Viura is a very popular Spanish wine grape, though it is often quite misunderstood and arguably not fully appreciated. It has a number of different names, depending on where in the world it’s grown. It is mostly commonly used in white Rioja and Cava, and in these instances the name “Viura” is unlikely to appear prominently, if at all, on the label. Let’s try to establish a few facts about this overlooked grape variety, so that we can better understand it – and find some great examples of Viura wines in the process!  

 

Name: “Viura” or “Macabeo”?

Strictly speaking, the grape is actually called Macabeo. Alternative spellings include Macabeu (its Catalan spelling) and Maccabéo, when it is grown in the Languedoc-Roussillon region of France. The name “Viura” is most commonly used in the Rioja region, where it is the most widely planted grape for making white Rioja (or Rioja blanco). In this case, the wine will be usually be labelled as a Rioja wine, with the Viura grape at best a small note on the back label. An interesting exception is Arnegui Viura Blanco from Pagos del Rey, who clearly label the wine as a Viura varietal. Outside of Rioja, the wine will generally be referred to as a “Macabeo”, such as Mas Rodo Macabeo from the Penedès region.

 

What does Viura taste like?

Viura is quite a versatile grape, and can make a range of wines including dry white wine, sweet wine and sparkling wine.
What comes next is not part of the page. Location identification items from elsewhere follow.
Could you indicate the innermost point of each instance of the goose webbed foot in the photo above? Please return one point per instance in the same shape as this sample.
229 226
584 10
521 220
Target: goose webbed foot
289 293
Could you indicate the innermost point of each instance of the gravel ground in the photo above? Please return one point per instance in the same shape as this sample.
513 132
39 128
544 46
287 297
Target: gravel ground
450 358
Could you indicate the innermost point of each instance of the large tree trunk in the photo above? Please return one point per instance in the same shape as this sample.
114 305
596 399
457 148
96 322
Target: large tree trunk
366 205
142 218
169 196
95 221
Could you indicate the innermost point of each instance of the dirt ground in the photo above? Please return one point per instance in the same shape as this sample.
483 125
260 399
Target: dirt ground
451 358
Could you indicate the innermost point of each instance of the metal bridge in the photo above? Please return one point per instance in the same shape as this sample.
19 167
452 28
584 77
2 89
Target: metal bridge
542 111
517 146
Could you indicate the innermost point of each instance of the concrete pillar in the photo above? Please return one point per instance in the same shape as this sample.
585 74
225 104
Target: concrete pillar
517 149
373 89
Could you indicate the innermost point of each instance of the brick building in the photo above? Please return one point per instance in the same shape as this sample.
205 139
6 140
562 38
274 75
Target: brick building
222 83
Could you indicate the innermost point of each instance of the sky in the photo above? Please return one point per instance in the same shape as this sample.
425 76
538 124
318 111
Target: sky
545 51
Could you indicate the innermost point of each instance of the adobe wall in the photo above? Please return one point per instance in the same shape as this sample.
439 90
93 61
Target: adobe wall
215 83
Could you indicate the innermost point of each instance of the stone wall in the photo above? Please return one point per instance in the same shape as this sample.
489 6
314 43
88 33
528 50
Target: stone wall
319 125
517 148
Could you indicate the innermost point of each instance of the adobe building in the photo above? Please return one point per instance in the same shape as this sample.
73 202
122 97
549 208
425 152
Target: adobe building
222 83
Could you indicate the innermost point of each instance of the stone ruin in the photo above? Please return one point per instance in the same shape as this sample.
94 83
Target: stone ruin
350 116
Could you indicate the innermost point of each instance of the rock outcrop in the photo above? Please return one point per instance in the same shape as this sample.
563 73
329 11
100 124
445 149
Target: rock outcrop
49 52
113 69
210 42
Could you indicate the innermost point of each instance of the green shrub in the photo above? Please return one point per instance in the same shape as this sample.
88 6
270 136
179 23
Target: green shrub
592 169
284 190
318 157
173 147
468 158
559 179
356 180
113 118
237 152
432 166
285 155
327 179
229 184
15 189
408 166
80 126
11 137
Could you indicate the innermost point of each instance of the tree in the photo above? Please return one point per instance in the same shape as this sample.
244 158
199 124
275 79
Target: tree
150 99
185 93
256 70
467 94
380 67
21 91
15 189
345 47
Its typical flavour profile can range from fresh and floral to more weightier flavours including dried nuts and honey. How the Viura wine tastes will largely depend on where it is grown, when it is harvested (earlier harvested Viura will give the lighter, fresher flavour profile) and the style of wine being made.

 

Where does Viura grow?

The Viura grape is originally from Spain, with its spiritual homeland being the northern regions such as Rioja. It has been adopted on either side of the Pyrenees mountains, notably the southeastern French region of Languedoc-Roussillon. It can also be found in Spanish regions including Jumilla and Valencia.

 

Rioja blanco

White wines from the Rioja region can be fully or partly made from the Viura grape. Viura is a great blending grape, and can contribute to a wine capable of surprising ageing. Allende Blanco 2012 is a blend of Viura and Malvasia, aged in oak and capable of quite a lot more ageing time in the bottle. It has received very strong critics’ scores, including 91+ from Robert Parker and 94 from Guía Peñín. This wine falls on the more full-bodied scale, displaying a good mouthfeel and more complexity than a younger example.

 

Cava

Viura is very popular as a blending grape in Cava, too, though it is referred to as “Macabeo” instead. Some producers make Cava from 100% Macabeo, such as Artadi Cava Brut Vintage. Here, the Viura grape has produced a vintage Cava of real character. Its time in the bottle has added some complexity and the wine will give some mature notes of honeyed fruit, nut and yeast, while maintaining a good backbone of acidity for freshness.